I will try in some of our posts to give you a glimpse of our "daily life" here in Vienna. It seems only natural to start with grocery shopping, since I seem to go to everyday! A few things are different than in the states...first, I walk to the store. Fortunately I have 3 grocery stores in walking distance. I also use a trolley. It is sort of like a piece of luggage with wheels that can fit LOTS of groceries in it!
Here as you walk to the store, you may only cross the street when the signal is green. This is taken very seriously...even if absolutely no cars are coming!
Here is Abby riding her scooter. This is their main mode of transportation to and from everywhere when they get the chance.
Have you ever seen this many Kartoffel? (potatoes)
Another thing that is different is that you must pay for your cart. It is only one Euro, and you get it back, but I seem to never leave the house without one in my pocket just in case I need to make a quick trip to the store. Here is Abby weighing our Trauben (grapes) and punching in the code so they are priced correctly.

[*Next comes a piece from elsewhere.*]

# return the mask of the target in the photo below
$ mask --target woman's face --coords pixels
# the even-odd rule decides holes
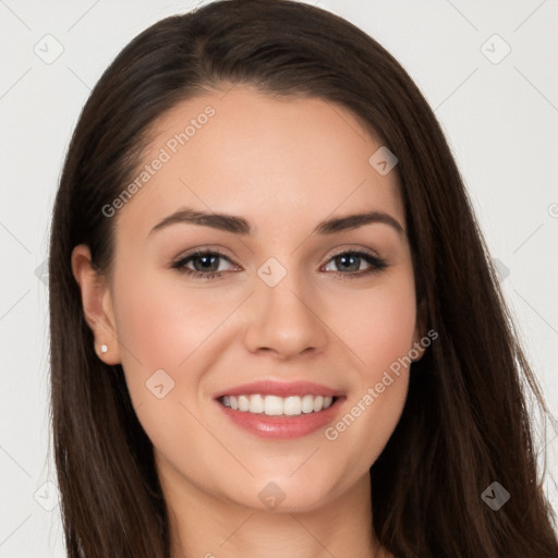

A staple in our house is the semmel. Semmels are yummy rolls that you can eat plain or with meat, cheese and butter. Just make sure they are fresh, as they can get very hard. Abby's confidence with trying her German out is increasing, and today SHE asked for the semmels!
What seems to be the most stressful part about shopping here is the check-out. You must be aware of your surroundings at all times and be on your toes, as they don't take their sweet time! Instead they scan your items as fast as they can and you are responsible for putting it back in your cart and then packing your own bags (or trolley) that you brought from home or purchased at the store. After your total has been given, you frantically try to look at the cash register screen, so you can figure out what they just said...obviously I still have some trouble with numbers;)Often I have broken a sweat with this process!
One helpful hint that a friend of mine told me (thankfully) is that if someone behind you only has a few items, then it is common courtesy to let them go ahead of you. It seems to score some points with the locals too!